Babbitt column | Thinking about blockchain from the perspective of database

I. Introduction

Many newcomers don't understand what the blockchain is. They don't understand why it can be hooked up with Bitcoin, hooked up with invoices, hooked up with banks, supply chain finance, and even hooked up with deposit certificates. If you go to the book to find the definition of the blockchain, it is difficult to understand.

I am here to provide a way to understand, from the perspective of the database to understand the blockchain, I think it is a good angle.

Second, bitcoin

Take Bitcoin as an example. One of the questions that many newcomers often ask me is: What exactly is Bitcoin? Is it tangible or intangible? If it is an intangible thing, how does it bear the value function of trading and transfer?

If we explain bitcoin from the perspective of consensus, social recognition, etc., it can be magnanimous and empty. If we understand it from the perspective of the database, it is much more specific.

Every time a friend asks me this question, I will answer this question: Bitcoin currently has a data size of several hundred G for the whole node. These hundreds of G data are the carriers of Bitcoin. You can simply understand the data. Into bitcoin, every bitcoin transaction, transfer, the essence is the change of these data.

Third, understand the blockchain from the database

The term blockchain extends from bitcoin. The so-called blockchain, understood from a technical perspective, is the block + chain data structure.

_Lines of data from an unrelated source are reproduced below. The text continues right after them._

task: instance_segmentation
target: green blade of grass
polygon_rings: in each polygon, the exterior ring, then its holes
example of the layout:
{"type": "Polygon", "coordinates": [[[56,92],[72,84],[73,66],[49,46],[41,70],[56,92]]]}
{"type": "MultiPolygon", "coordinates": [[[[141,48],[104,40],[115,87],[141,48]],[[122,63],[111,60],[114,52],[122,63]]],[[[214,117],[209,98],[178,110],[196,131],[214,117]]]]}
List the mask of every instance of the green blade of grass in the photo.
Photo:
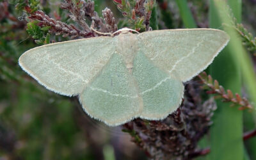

A block is roughly composed of the following parts: transaction, block structure, and random number. The division between the block and the block is neither through the time nor the number of transactions in the block, nor through the size of the block, but the random number is calculated by the proof of the workload. If you calculate the random number within 1min, then it is 1min out of a block; if the next block is to calculate a random number within 30min, then the next block is 30min later. That is to say, between the block and the block, it is divided by the POW workload proof. With POW, there is a block! Without a POW, there is no block! Without blocks, there is naturally no blockchain!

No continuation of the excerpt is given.